With a team of 3 people, we took about 8 months to finish the rewrite successfully. Our codebase is now clean and much, much easier to understand and work with. It took us over two man years to do this clean up, and presumably an even greater amount of time was wasted in dealing with the old application in the first place. This goes to show that the cost of not working towards technical excellence is very high.
We’re very happy with the result. For us, the team that wrote it, it’s easy to understand, and the same seems to be true for other people based on feedback we got from our colleagues in other teams. We have tests for pretty much all functionality, so can refactor and add new functionality with confidence. So far we’ve encountered very few bugs, with most issues arising from us forgetting to add minor but important features to the new application, or misunderstanding what the behavior should be and then correctly implementing the wrong thing. This of course has more to do with the old codebase than with the new one. We now have a solid platform upon which we can quickly build new functionality or improve what we already have.
The new application is the first Wikimedia (Deutschland) deployed on, and wrote in, PHP7. Even though not an explicit goal of the rewrite, the new application has ended up with better performance than the old one, in part due to the PHP7 usage.
Near the end of the rewrite we got an external review performed by thePHPcc, during which Sebastian Bergmann, who you might know from PHPUnit fame, looked for code quality issues in the new codebase. The general result of that was a thumbs up, which we took the creative license to translate into this totally non-Sebastian approved image:
You can see our new application in action in production. I recommend you try it out by donating 🙂
These are some statistics for fun. They have been compiled after we did our rewrite, and where not used during development at all. As with most software metrics, they should be taken with a grain of salt.

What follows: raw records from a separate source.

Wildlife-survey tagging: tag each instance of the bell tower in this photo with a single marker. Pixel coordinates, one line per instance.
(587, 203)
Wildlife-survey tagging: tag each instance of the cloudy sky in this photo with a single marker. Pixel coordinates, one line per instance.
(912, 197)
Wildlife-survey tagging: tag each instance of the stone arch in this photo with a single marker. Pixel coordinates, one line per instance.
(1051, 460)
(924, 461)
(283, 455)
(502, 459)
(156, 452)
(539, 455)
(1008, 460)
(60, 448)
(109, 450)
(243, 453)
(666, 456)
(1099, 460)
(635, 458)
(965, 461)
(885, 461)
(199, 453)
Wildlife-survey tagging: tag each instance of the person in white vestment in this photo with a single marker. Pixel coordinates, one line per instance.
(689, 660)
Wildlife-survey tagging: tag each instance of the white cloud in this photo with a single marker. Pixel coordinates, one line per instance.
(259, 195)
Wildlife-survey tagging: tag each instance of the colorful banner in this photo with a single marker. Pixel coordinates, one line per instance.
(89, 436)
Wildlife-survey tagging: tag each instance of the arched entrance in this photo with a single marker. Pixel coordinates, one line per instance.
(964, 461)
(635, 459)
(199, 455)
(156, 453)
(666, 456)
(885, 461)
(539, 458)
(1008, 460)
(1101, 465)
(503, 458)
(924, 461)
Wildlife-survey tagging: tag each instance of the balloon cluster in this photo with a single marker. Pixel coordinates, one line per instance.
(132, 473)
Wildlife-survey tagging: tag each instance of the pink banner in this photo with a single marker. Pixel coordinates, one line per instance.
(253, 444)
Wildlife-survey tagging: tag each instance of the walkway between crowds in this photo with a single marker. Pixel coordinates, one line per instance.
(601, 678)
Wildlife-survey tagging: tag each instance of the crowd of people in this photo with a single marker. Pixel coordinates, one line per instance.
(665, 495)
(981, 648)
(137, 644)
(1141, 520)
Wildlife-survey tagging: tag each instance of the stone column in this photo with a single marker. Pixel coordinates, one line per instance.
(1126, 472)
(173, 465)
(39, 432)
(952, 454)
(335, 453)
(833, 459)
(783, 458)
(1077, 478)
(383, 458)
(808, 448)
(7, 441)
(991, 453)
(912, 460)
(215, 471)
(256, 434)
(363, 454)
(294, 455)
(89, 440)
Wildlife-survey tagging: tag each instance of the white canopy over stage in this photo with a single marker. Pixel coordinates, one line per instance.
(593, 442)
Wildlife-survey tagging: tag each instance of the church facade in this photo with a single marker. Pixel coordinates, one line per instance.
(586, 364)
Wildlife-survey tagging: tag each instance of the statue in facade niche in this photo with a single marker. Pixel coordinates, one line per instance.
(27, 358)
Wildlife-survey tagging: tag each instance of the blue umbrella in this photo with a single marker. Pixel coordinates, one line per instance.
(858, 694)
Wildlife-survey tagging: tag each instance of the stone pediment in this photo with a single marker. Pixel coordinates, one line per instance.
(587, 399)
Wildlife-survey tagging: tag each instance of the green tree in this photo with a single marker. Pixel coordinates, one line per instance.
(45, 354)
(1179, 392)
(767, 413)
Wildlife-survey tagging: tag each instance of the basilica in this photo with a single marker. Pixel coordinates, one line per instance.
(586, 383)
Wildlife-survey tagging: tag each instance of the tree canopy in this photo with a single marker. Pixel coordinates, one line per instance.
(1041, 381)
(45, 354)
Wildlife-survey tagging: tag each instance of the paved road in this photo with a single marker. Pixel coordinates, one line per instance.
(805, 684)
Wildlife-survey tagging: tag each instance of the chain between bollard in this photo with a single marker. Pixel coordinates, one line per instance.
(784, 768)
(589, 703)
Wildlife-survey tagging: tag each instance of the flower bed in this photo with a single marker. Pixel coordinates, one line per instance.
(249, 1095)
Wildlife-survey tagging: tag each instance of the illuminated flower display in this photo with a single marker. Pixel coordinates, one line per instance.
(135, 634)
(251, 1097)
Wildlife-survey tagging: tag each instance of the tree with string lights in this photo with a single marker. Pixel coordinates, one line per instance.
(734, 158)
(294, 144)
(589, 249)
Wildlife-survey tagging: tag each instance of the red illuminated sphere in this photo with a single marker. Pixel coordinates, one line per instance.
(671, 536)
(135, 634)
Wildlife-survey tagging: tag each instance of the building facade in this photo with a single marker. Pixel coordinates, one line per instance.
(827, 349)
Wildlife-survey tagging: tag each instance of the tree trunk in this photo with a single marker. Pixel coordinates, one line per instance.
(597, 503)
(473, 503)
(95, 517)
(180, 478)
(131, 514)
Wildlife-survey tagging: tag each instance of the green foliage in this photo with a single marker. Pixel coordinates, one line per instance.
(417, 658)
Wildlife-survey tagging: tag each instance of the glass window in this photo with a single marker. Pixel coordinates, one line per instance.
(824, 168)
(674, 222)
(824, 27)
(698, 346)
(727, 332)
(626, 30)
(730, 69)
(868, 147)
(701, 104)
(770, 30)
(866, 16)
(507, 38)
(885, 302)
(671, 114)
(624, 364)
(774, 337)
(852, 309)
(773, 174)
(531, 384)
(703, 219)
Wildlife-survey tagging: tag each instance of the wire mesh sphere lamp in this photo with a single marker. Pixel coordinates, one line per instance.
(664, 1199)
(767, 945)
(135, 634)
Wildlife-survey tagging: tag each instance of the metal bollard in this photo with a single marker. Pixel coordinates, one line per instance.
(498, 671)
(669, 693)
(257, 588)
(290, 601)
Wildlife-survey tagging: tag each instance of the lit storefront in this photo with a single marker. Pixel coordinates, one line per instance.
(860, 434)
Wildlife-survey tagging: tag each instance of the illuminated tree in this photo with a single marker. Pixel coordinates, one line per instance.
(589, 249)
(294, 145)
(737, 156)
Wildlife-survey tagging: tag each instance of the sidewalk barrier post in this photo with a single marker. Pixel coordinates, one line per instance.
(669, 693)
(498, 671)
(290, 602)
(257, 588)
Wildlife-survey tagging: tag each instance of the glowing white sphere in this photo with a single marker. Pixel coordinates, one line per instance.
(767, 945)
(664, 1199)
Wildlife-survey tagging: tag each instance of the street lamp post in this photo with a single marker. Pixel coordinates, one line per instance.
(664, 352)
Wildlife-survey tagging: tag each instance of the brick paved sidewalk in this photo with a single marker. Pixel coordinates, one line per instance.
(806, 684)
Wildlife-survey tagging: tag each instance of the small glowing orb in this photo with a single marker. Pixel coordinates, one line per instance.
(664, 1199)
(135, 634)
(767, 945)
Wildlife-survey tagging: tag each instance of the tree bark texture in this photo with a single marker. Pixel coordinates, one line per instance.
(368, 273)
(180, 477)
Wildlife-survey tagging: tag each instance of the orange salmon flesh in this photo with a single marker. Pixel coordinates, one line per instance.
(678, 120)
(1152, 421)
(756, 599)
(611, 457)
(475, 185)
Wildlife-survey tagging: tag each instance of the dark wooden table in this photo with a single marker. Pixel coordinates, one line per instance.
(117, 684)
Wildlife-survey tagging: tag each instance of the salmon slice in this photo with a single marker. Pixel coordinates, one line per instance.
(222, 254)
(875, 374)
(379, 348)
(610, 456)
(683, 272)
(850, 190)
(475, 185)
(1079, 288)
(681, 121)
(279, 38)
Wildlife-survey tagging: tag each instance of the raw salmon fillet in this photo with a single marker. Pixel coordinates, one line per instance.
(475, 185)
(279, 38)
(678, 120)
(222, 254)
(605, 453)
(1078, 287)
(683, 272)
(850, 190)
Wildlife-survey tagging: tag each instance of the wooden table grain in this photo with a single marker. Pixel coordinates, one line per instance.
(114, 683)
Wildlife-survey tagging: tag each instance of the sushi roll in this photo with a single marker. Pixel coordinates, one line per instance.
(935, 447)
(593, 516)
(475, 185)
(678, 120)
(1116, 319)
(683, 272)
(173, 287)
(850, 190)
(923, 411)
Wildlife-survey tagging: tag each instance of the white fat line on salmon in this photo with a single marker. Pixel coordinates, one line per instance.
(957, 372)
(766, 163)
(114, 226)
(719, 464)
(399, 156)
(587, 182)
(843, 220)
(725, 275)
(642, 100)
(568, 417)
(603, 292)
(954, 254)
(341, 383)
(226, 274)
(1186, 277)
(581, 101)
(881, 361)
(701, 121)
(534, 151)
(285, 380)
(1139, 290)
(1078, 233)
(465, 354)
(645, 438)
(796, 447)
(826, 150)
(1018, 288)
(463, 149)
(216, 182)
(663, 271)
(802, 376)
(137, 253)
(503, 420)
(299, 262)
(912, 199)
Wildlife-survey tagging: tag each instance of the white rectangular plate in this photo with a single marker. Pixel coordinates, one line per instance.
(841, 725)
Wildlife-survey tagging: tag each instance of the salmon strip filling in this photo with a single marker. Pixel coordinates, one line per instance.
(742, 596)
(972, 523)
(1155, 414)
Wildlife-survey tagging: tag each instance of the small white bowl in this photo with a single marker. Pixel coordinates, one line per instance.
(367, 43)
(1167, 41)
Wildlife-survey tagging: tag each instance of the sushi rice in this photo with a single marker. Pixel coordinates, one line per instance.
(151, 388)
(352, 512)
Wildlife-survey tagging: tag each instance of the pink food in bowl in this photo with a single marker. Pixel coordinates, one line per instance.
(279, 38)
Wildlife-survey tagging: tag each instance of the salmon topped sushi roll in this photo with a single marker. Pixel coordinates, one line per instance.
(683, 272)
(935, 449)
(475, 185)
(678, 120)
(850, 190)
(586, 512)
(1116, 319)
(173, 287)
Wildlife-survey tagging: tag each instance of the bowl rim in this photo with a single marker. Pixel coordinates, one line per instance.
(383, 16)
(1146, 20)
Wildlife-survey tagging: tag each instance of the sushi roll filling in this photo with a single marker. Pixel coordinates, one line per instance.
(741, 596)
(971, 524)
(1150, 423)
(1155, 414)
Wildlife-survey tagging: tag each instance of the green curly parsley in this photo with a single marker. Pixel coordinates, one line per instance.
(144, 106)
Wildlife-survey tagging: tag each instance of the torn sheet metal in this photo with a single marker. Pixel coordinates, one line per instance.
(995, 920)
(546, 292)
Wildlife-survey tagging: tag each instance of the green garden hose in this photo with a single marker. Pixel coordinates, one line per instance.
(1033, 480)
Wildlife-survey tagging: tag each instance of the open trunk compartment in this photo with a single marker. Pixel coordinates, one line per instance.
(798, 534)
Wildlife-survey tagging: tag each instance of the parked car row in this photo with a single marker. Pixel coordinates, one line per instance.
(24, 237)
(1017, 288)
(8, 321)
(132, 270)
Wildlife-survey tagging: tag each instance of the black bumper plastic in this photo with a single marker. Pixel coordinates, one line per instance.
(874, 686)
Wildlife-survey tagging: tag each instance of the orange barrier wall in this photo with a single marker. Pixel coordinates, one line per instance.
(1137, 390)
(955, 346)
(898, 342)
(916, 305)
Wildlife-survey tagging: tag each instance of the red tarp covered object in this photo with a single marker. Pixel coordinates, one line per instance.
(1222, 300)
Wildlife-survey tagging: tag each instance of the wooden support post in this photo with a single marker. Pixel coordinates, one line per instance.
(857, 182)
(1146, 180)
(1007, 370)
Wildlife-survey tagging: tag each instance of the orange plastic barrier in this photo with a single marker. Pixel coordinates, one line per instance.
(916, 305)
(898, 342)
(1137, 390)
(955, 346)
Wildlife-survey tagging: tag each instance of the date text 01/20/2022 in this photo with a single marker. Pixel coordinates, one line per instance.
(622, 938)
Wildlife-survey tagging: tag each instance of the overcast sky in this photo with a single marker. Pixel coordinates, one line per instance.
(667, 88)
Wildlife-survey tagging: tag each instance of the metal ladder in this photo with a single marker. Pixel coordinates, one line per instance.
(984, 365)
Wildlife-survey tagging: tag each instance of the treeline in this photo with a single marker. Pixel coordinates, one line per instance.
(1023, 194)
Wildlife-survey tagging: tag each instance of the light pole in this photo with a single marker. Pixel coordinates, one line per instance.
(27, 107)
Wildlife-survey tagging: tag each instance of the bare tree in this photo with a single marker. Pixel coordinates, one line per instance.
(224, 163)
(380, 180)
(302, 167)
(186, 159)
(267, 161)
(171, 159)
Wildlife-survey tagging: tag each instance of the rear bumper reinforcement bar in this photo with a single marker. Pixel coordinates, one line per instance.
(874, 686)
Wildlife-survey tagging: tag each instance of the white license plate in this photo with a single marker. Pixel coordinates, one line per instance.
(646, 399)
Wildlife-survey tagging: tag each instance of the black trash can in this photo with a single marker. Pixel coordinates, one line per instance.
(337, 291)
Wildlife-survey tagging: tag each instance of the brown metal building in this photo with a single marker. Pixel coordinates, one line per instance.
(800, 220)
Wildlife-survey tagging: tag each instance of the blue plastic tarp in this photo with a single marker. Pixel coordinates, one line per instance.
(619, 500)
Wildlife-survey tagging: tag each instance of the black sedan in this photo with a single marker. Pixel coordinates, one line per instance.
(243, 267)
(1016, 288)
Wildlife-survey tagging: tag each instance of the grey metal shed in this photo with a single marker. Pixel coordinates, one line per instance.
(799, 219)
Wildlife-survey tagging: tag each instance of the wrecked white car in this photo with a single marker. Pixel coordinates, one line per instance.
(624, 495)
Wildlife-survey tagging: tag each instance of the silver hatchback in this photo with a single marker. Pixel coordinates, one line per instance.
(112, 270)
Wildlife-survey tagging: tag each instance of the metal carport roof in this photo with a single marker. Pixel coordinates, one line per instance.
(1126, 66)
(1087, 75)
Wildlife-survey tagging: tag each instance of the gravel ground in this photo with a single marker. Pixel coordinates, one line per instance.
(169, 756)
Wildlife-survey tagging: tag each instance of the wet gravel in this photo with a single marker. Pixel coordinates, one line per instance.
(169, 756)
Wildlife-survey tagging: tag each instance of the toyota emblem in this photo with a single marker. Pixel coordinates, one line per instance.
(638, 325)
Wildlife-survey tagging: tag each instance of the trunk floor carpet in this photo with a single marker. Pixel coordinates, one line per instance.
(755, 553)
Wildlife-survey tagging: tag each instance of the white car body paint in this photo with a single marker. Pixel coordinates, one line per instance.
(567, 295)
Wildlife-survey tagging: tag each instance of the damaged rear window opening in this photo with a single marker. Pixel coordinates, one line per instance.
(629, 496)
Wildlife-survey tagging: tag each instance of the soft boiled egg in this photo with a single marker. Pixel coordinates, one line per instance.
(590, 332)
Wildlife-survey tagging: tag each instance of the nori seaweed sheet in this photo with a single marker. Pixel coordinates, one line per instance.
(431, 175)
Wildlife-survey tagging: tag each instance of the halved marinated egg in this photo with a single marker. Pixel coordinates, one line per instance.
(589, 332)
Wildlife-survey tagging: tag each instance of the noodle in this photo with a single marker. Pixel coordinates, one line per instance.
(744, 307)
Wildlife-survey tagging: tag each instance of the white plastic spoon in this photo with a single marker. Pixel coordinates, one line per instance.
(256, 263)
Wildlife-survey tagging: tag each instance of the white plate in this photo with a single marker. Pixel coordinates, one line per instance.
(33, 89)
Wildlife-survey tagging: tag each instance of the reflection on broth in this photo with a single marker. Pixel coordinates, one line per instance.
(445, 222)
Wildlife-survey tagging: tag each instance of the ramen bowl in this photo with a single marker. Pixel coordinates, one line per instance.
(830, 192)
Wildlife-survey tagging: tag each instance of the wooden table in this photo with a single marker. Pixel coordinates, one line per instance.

In this visualization, each dot represents a single file. The size represents the Cyclomatic complexity while the color represents the Maintainability Index. The complexity is scored relative to the highest complexity in the project, which in the old application was 266 and in the new one is 30. This means that the red on the right (the new application) is a lot less problematic than the red on the left. (This visualization was created with PhpMetrics.)
Global access in various Wikimedia codebases (lower is better). The rightmost is the old version of the fundraising application, and the one next to it is the new one. The new one has no global access whatsoever. LLOC stands for Logical Lines of Code. You can see the numbers in this public spreadsheet.
Static method calls, often a big source of global state access, where omitted, since the tools used count many false positives (i.e. alternative constructors).
The differences between the projects can be made more apparent by visualizing them in another way. Here you have the number of lines per global access, represented on a logarithmic scale.
The following stats have been obtained using phploc, which counts namespace declarations and imports as LLOC. This means that for the new application some of the numbers are very slightly inflated.
- Average class LLOC: 31 => 21
- Average method LLOC: 4 => 3
- Cyclomatic Complexity / LLOC : 0.39 => 0.10
- Cyclomatic Complexity / Number of Methods: 2.67 => 1.32
- Global functions: 58 => 0
- Total LLOC: 5517 => 10187
- Test LLOC: 979 => 5516
- Production LLOC: 4538 => 4671
- Classes 105 => 366
- Namespaces: 14 => 105
This is another visualization created with PhpMetrics that shows the dependencies between classes. Dependencies are static calls (including to the constructor), implementation and extension and type hinting. The applications top-level factory can be seen at the top right of the visualization.